Atravieso el campo de golf, contemplando una pelota mañanera que se empapa de rocío mientras rebota para detenerse, en seguida, brillando. Me gusta este sitio. Me gusta esta perspectiva húmeda, diferente. Desde lo alto del cuarto hoyo se puede seguir con la mirada las minúsculas figuras que arrastran sus carritos por el césped, deshaciéndose en múltiples rayas de color al contacto con la lluvia.
Desde aquí los gritos de advertencia casi para uno mismo de «¡Ahí vaaa!» parecen distantes y cómicos (sonrío al recordar el rugido con el que Toni replicaba «puuutaaa»). Más abajo, presuntuosos trenes plateados desfilan produciendo un sonido similar al de un telar. Las ventanas te deslumbran al reflejar el sol, como si unos niños jugasen con espejos. Las iglesias les recuerdan a otros que tienen que levantarse y rezar.
Es realmente irónico volver a estar en Metrolandia.
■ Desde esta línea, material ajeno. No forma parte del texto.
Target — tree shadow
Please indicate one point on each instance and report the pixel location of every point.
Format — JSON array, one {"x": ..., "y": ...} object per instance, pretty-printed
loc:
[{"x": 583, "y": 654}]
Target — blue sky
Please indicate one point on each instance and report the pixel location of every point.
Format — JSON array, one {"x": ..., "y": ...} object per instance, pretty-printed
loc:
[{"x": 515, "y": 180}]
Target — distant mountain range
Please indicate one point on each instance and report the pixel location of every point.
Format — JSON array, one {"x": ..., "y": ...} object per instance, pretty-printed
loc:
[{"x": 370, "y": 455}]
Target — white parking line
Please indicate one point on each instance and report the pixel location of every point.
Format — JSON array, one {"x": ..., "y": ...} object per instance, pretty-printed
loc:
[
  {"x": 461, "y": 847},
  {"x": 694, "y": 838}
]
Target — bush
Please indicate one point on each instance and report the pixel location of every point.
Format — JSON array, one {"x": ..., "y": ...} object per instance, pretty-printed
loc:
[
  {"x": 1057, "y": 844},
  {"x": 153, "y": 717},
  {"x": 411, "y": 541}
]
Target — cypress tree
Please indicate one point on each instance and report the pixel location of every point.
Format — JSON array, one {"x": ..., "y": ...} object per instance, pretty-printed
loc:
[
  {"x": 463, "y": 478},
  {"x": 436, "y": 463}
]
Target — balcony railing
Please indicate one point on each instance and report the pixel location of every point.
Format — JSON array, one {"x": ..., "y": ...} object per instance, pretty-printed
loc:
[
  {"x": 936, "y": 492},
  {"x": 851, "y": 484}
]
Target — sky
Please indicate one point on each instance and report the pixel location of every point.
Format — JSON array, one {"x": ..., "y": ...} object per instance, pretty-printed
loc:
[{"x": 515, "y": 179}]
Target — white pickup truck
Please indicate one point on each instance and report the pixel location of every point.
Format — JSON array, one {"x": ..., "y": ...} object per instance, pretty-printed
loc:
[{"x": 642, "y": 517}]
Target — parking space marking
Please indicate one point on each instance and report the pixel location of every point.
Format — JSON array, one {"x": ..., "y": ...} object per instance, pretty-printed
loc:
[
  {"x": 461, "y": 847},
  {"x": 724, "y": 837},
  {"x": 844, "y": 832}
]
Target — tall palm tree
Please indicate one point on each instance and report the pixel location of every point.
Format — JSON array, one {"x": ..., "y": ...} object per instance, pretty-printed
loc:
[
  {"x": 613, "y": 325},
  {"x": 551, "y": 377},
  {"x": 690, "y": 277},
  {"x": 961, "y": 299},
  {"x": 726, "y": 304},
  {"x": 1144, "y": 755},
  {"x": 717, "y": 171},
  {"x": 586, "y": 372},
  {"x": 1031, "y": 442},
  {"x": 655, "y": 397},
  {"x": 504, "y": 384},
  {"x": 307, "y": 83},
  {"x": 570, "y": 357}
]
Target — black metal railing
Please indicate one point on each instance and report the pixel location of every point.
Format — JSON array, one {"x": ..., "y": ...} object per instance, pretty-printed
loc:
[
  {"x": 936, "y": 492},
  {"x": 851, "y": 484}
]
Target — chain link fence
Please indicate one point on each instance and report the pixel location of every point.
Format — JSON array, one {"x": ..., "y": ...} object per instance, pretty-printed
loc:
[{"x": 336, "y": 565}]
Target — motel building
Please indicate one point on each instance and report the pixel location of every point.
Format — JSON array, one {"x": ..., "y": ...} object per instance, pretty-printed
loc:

De niño seguramente lo hubiese llamado: le syphilis de l’âme, o algo así. ¿Pero hacerse hombre no es ser capaz de cabalgar sobre la ironía sin que te descabalgue? Además, es un lugar práctico para vivir. Al lado de la tienda de discos hay una tienda en donde venden huevos tan frescos que aún están llenos de mierda y paja. A dos minutos de la peluquería donde va Marion, se pasean unos cerdos sobre capas de estiércol. A cinco minutos en coche ya estás en el campo, donde sólo los postes de electricidad recuerdan la vida en la ciudad. De niño, cuando pasábamos en coche ante estos postes, le daba un codazo a Nigel para que dejase su revista de ciencia ficción y le susurraba al oído: «Mira, chicas desnudas gigantes.» Hoy, cuando paso ante ellos, todavía recuerdo el poema de Auden, pero lo encuentro inexacto y demasiado emocionado.
¿Cuándo se acaban las teorías? De pronto recuerdo una vez, al principio de mi relación con Marion, una excursión que hicimos en coche una noche muy fría de diciembre. Acabamos deteniéndonos en el aparcamiento de un cine, dejamos la calefacción en marcha y nos pusimos a hablar.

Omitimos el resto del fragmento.